Ces maladies chroniques  sont comportementales et environnementales. Comportementales cela signifie que c’est le mode de vie du patient qui est en jeu : son alimentation, son activité physique, sa relation au tabac à l’alcool, aux drogues et in fine ce mode de vie dépend avant tout  du patient lui-même, ce qui a fait dire à Michel Foucault « l’homme n’est plus le terrain de la maladie, il en devient l’auteur [3]».

Environnementales, ce peut-être toutes les variétés de pollution,  pollution de l’air, du sol, de l’eau ainsi que la pollution lumineuse et la pollution sonore. Tout ce  qui perturbe les conditions d’existence.

Avec la transition épidémiologique, nous sommes passés du patient couché à l’hôpital de l’ère des maladies infectieuses, au patient debout dans son environnement à l’ère des maladies chroniques.

Revenons à la clinique. La clinique pour Foucault ce n’est pas seulement l’examen au lit du patient par le médecin c’est toute une configuration des soins qui se met en place à partir des concepts de la clinique. Or la clinique, comme organisation d’un système de soins, n’est pas capable d’offrir aux maladies chroniques une prise en charge satisfaisante. Pourquoi le mouvement hygiéniste du 19e siècle si dynamique ne s’est-il pas imposé comme alternative à la clinique ?

Parce que la technique a fait irruption et a connu au cours du 20e siècle un prodigieux développement : sur le plan pharmaceutique on assiste à la naissance de nombreuses familles de médicaments (antihypertenseurs, antidépresseurs, neuroleptiques, antidiabétiques). Sur le plan chirurgical, le développement fulgurant des techniques endoscopiques modifie radicalement le visage de la chirurgie. Sur le plan de l’imagerie, avec le scanner et l’IRM le corps humain est visualisé dans ses moindre détails. Ces technosciences se sont « branchées »  sur la clinique, médecine du corps. L’implantation des technosciences est d’autant plus solide qu’elle se réalise dans le prolongement de la configuration des soins mise en place par la clinique. C’est ainsi que les hôpitaux, la formation des médecins, l’organisation des pratiques médicales, etc., concourent dans notre système à privilégier la technique. 

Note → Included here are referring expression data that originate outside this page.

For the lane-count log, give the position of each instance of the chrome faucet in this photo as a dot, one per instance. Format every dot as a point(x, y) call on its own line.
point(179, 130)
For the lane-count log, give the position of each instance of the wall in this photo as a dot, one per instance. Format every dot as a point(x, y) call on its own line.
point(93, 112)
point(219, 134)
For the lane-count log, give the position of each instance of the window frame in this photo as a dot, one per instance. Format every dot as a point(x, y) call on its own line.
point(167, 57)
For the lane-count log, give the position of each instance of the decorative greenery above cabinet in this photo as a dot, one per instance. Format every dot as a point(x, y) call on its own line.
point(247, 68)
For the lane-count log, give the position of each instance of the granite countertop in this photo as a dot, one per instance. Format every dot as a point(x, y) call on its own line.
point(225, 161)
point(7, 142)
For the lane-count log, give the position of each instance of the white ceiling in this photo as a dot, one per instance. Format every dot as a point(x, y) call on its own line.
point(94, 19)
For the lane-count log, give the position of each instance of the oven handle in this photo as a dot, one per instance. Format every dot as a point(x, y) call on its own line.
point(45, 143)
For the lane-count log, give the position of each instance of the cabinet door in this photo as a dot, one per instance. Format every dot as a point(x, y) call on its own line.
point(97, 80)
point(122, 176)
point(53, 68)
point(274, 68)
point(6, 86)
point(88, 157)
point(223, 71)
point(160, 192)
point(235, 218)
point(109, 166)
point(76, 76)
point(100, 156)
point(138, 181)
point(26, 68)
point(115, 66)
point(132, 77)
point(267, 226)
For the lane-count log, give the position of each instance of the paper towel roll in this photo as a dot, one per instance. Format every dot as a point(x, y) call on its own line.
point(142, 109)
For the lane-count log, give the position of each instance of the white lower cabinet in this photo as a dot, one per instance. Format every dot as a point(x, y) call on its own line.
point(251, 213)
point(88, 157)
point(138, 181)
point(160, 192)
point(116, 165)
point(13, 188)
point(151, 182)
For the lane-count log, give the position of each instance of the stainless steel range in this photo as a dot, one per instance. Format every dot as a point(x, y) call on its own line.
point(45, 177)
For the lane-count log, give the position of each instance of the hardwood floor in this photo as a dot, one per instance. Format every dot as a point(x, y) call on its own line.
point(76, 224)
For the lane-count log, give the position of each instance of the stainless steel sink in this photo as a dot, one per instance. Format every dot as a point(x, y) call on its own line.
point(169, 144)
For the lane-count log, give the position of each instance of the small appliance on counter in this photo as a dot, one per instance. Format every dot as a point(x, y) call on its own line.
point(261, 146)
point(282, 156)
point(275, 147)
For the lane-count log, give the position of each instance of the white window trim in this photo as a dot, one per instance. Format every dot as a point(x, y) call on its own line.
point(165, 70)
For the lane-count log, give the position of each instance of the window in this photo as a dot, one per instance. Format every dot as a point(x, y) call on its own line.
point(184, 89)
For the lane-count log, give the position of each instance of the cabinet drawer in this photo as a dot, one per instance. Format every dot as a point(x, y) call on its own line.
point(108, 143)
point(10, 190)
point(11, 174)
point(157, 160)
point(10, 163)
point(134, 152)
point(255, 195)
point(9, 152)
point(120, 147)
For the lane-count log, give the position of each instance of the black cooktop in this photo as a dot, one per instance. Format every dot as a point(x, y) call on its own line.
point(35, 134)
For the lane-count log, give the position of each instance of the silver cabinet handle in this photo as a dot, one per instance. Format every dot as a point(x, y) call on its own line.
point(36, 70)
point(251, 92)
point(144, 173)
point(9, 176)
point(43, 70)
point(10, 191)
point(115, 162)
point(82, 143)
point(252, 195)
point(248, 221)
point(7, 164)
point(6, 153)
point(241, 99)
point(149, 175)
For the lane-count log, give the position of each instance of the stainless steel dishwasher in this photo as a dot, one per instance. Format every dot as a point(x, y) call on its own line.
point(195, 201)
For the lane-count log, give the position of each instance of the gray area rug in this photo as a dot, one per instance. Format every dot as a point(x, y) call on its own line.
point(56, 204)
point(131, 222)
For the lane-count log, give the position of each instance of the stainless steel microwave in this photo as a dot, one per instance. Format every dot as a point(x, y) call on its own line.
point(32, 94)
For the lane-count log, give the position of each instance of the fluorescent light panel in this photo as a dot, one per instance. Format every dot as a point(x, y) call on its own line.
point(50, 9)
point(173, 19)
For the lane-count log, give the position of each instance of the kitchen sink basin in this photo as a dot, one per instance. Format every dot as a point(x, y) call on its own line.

La technique a désormais les pleins pouvoirs sur notre  système de santé. Elle a muselé tous les discours relevant de l’hygiénisme. Elle est en situation de monopole dans l’offre de soins.

Dans un prochain billet nous reviendrons plus dans les détails sur le problème posés par ces technosciences.

(1) Généalogie :  la généalogie telle qu’on l’entend en philosophie n’a rien à voir avec la généalogie du sens commun où il est question de retrouver ses ancêtres. Partons, pour définir le concept philosophique de généalogie, de ses effets. La généalogie crée de la contingence. Elle permet de dire par exemple et pour reprendre  le sujet de notre billet : «  il n’était pas si évident que les technosciences aient autant de pouvoir   et soit en situation de monopole quant à l’offre de soins» Et dans cet optique elle cherche à mettre en évidence la singularité d’un évènement.

[1]Foucault M. 2015. Naissance de la Clinique (9ème édition). Paris : Presses Universitaires de France, p.199.

[2] Fijalkow Y. 2000.  La notion d’insalubrité. Un processus de rationalisation 1850-1902. Revue d’Histoire du XIXe siècle 200(20-21) : 131-156.

[3] (A. Golse, « De la médecine de la maladie à la médecine de la santé », in Michel Foucault et la médecine, P. Artières et E. de Sylva (dir.) Paris, Éd. Kimé, 2001, p.289.